Re: "fi" ligatures etc.

Philippe-Andre Prindeville (philipp@res.enst.fr)
Fri, 29 Dec 95 05:11:28 +0100


Date: Fri, 29 Dec 95 05:11:28 +0100
From: Philippe-Andre Prindeville <philipp@res.enst.fr>
Message-Id: <9512290511.ZM6697@jones.res.enst.fr>
In-Reply-To: Stavros Macrakis <macrakis@osf.org>
To: Stavros Macrakis <macrakis@osf.org>, www-html@w3.org
Subject: Re: "fi" ligatures etc.
Cc: BearHeart@bearnet.com

On Dec 28, 12:01, Stavros Macrakis wrote:
> [ ... ]
> This is different from the case with "ae", "oe", etc., where the
> ligature is a matter of spelling (based on etymology).  The ligature
> is correct in "encyclopaedia", "aesthetic", "amoeba", "Oedipus", and
> "phoenix", but not in "aerosol", "aloe", "shoe", "poet", "Kafkaesque",
> "maestro", "whatsoever", or "Michael".  And in German words like
> "Schroedinger" and "Jaeger", the digraph represents a character with
> umlaut (so in fact the two-glyph sequence is actually a presentation
> form of a single character).

Errr.... Not quite.

In Dutch, I believe, OE is not a ligature.  If I remember correctly,
it reflects a time (before the spelling was reformed) when things
were written differently..  In Danish, certainly, AE is a different
character than A - E.  In French, you can write OEuil, but not
mOEt, for instance.  There is no hard and fast rule for knowing
when you can use a digram and when you can't, either.  It is rote
memorization.

So once the information is gone, there's no getting it back.
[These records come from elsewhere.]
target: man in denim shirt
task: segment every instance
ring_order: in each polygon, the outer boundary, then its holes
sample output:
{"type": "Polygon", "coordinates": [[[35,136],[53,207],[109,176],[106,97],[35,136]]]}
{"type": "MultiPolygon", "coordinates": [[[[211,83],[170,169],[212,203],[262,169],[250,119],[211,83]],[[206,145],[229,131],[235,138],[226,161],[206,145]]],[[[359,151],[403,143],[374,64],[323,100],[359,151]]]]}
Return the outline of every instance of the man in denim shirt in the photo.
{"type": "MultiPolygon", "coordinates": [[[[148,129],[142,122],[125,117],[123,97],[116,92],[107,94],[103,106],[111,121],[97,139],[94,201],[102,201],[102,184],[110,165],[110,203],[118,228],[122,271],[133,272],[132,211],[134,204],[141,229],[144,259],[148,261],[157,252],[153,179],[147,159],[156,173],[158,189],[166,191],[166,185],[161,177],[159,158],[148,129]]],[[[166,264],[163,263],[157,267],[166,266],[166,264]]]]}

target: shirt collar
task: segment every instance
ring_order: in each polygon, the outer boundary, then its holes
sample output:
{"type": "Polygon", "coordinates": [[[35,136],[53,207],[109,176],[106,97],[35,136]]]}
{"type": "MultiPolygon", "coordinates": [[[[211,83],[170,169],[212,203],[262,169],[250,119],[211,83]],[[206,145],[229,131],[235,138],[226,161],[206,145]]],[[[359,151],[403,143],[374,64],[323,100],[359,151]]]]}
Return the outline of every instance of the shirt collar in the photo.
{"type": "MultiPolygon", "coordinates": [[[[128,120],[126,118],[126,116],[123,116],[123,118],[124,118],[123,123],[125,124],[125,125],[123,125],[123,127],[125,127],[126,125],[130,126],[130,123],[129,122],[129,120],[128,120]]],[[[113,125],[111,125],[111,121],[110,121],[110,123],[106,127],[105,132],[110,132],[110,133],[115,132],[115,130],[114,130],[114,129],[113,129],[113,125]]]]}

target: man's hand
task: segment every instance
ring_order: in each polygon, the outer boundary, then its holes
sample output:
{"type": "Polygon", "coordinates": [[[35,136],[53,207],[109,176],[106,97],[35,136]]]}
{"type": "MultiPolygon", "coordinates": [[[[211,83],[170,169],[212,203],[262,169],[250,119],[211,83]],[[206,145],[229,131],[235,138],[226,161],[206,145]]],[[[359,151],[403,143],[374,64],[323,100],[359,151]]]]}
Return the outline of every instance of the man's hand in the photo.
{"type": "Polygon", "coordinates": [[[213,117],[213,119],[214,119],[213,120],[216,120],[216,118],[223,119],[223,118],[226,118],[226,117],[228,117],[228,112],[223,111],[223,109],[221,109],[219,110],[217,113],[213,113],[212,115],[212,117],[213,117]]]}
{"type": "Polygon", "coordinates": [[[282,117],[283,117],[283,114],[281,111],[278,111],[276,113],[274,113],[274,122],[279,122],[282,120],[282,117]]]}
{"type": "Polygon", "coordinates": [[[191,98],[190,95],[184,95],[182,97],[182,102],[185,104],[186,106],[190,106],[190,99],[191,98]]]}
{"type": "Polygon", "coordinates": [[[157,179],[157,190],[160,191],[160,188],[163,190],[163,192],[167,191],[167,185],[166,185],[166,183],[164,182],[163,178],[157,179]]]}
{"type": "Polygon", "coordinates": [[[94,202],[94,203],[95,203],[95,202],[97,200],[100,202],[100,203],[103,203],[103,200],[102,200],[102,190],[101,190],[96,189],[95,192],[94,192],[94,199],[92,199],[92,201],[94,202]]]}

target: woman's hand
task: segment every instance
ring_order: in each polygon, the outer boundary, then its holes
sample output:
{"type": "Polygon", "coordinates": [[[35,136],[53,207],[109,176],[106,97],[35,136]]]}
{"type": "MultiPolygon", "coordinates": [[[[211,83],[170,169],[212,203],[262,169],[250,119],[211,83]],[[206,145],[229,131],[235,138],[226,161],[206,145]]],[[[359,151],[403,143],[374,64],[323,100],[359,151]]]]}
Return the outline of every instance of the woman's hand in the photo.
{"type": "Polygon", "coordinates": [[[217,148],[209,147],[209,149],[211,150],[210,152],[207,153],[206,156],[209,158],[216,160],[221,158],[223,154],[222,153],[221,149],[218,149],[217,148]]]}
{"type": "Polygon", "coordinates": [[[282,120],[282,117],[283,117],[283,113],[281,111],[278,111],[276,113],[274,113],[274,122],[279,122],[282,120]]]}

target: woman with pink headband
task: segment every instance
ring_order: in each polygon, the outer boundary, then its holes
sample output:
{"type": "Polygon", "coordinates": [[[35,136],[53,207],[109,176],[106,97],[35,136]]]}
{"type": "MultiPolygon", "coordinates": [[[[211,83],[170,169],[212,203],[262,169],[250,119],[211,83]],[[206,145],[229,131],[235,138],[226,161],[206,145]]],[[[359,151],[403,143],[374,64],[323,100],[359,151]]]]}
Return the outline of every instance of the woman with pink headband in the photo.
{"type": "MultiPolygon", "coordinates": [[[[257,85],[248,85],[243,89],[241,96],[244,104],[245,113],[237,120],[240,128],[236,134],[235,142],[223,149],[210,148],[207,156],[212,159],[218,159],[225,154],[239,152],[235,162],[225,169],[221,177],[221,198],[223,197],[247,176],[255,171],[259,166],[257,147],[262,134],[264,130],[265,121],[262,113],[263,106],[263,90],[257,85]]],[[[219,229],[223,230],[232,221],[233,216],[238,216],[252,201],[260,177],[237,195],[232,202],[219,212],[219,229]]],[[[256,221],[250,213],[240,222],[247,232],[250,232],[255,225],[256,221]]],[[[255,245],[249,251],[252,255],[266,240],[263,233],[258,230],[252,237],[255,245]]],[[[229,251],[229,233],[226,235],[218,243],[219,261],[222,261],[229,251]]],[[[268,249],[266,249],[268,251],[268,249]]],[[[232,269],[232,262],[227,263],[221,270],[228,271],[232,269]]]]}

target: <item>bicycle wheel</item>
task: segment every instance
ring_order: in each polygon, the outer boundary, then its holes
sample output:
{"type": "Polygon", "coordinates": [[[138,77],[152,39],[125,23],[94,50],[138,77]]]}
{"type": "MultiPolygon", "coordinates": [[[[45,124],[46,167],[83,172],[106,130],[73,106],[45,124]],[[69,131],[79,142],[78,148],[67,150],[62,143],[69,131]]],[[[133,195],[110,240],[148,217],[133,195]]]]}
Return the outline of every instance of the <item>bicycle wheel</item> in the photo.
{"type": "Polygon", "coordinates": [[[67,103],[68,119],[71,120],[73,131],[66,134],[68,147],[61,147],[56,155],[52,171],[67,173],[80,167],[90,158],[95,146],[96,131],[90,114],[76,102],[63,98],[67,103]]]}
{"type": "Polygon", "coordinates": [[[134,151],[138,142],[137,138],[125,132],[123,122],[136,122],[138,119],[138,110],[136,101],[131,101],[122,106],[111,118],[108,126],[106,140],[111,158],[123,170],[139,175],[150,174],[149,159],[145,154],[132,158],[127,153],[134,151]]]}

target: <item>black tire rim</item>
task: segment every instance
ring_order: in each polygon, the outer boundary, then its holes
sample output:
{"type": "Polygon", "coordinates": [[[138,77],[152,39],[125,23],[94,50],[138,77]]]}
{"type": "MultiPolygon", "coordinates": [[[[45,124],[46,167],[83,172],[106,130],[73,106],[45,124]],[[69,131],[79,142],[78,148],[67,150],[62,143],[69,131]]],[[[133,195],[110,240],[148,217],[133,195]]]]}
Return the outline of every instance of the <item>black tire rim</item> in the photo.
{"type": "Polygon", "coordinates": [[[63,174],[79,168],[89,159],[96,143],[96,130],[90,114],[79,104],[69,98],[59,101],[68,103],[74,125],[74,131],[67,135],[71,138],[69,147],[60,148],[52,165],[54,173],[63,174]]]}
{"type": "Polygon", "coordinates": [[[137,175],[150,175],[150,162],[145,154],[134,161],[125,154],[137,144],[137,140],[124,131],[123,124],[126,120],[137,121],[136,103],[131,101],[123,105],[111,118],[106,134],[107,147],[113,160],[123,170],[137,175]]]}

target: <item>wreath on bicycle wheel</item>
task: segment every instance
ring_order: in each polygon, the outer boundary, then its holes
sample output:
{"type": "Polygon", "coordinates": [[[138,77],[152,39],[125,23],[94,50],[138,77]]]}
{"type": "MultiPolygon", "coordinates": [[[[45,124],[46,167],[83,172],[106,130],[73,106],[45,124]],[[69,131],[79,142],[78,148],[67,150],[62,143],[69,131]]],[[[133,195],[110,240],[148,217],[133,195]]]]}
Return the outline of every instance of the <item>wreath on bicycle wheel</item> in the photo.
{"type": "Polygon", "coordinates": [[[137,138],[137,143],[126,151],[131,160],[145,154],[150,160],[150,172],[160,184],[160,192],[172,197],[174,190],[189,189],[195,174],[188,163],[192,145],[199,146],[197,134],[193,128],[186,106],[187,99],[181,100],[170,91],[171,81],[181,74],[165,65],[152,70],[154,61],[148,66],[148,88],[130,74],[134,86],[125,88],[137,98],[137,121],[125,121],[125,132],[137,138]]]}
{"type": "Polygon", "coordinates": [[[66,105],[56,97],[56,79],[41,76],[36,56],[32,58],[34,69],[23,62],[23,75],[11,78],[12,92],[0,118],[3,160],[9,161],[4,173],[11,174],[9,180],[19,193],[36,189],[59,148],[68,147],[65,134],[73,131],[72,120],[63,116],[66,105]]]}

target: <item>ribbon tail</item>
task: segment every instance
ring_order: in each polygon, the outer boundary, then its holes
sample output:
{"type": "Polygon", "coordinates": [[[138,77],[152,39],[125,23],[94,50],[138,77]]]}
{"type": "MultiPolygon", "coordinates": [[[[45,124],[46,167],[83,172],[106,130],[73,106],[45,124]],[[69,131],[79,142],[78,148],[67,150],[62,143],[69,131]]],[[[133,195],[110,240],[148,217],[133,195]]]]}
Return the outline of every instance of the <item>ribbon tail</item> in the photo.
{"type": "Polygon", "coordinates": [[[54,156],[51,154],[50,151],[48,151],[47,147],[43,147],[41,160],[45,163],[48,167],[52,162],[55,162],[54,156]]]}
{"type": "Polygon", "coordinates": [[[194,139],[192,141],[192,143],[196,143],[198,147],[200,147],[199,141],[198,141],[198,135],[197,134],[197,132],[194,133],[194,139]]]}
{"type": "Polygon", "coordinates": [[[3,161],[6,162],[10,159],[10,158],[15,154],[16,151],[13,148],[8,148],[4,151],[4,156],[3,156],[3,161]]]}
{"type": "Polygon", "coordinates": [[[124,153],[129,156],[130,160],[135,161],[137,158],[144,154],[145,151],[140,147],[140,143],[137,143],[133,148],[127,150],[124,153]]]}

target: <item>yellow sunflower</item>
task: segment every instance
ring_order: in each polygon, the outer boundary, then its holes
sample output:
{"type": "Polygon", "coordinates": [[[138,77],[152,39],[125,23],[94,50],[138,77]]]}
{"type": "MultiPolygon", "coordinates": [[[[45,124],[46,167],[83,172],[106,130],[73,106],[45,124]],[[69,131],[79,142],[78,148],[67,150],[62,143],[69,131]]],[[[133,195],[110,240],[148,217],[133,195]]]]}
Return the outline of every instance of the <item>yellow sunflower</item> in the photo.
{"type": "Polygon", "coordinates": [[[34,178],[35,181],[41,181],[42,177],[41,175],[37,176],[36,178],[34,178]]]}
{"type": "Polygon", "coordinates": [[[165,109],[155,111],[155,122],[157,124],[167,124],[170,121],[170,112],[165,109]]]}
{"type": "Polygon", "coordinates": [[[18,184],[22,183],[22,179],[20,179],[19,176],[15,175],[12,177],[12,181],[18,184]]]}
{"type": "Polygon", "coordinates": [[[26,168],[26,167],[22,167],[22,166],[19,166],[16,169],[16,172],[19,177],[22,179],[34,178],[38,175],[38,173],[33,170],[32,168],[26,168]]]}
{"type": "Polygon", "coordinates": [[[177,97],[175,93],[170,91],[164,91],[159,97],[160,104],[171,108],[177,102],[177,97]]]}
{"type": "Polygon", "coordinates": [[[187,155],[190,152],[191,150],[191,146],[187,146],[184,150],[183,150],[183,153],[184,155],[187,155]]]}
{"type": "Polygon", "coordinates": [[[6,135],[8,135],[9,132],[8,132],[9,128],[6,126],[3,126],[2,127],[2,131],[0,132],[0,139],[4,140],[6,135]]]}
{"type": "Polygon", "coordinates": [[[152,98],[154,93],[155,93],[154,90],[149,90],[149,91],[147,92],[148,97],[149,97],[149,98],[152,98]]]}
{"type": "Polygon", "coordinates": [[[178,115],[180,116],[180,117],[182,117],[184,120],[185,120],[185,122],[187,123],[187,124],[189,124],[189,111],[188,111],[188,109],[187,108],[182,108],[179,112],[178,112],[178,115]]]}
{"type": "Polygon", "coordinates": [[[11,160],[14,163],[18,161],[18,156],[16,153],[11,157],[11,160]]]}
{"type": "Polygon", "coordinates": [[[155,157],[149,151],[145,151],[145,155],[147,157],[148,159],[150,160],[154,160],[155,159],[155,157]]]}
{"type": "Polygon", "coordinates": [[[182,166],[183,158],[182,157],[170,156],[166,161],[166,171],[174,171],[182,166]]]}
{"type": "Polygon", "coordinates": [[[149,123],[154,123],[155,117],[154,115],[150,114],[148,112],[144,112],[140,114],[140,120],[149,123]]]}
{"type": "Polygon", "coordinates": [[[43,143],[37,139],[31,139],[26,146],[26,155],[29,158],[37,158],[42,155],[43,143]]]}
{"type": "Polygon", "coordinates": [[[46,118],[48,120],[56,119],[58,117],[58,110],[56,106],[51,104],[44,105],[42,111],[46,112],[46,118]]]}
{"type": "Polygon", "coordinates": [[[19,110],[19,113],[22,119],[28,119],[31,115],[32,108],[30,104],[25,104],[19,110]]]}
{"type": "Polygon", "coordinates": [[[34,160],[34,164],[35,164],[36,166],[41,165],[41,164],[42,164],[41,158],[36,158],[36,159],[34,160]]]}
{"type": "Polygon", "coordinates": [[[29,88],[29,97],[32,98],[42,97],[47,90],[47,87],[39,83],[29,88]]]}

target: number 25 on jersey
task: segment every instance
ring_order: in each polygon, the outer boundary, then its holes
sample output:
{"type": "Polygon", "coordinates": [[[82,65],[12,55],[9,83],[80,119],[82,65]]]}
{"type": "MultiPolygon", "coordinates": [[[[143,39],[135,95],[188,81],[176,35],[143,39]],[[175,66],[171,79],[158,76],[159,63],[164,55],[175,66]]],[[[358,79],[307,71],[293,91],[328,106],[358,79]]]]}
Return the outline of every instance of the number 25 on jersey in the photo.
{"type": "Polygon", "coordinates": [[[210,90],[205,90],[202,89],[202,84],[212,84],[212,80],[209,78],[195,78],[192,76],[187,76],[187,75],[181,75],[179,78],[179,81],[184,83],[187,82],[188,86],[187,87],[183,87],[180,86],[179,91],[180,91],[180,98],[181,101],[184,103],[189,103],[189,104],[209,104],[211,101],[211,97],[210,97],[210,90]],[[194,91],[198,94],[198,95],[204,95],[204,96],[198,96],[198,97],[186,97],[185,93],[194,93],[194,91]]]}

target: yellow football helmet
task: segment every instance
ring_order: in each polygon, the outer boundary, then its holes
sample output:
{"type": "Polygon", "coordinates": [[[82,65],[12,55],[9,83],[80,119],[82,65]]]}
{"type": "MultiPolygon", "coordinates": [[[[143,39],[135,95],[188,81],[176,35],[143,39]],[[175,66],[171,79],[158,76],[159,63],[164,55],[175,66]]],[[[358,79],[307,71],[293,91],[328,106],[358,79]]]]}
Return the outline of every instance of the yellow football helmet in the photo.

Computers have done much to damage languages, too.  In French,
even high quality (and expensive, ie. $1400+) software doesn't
always portray the OE or AE ligatures corectly.  What do the
publishers say in their own defence?  "PC and Mac character
sets don't represent all of these characters".

Bullocks.

> Conclusion: the ligatures ae and oe and the characters a-umlaut and
> o-umlaut are characters, not glyphs, and belong in the character set.
> The ligatures fi etc. are glyphs (presentation forms), and do not
> belong in the character set.

I'll go along with that.  What about IJ in Dutch?

Here is another issue:  I was discussing IPA (Phonetics) with
some linguists, and they said that if ever I should get into the
rat's nest of integrating phonetics into HTML, to be sure and include
"composed" or over-struck characters (like O'~ in Vietnamese).  Why?
Because a modern linguist often has to "invent" new notations in
the field to catalog a language before new sounds can be properly
dissected, annotated, etc.  Overstriking is the only way to
reflect a sound that is the combination or ellision of two or more
sounds.

But don't take my word for it.  Ask a linguist.  ;-)

-Philip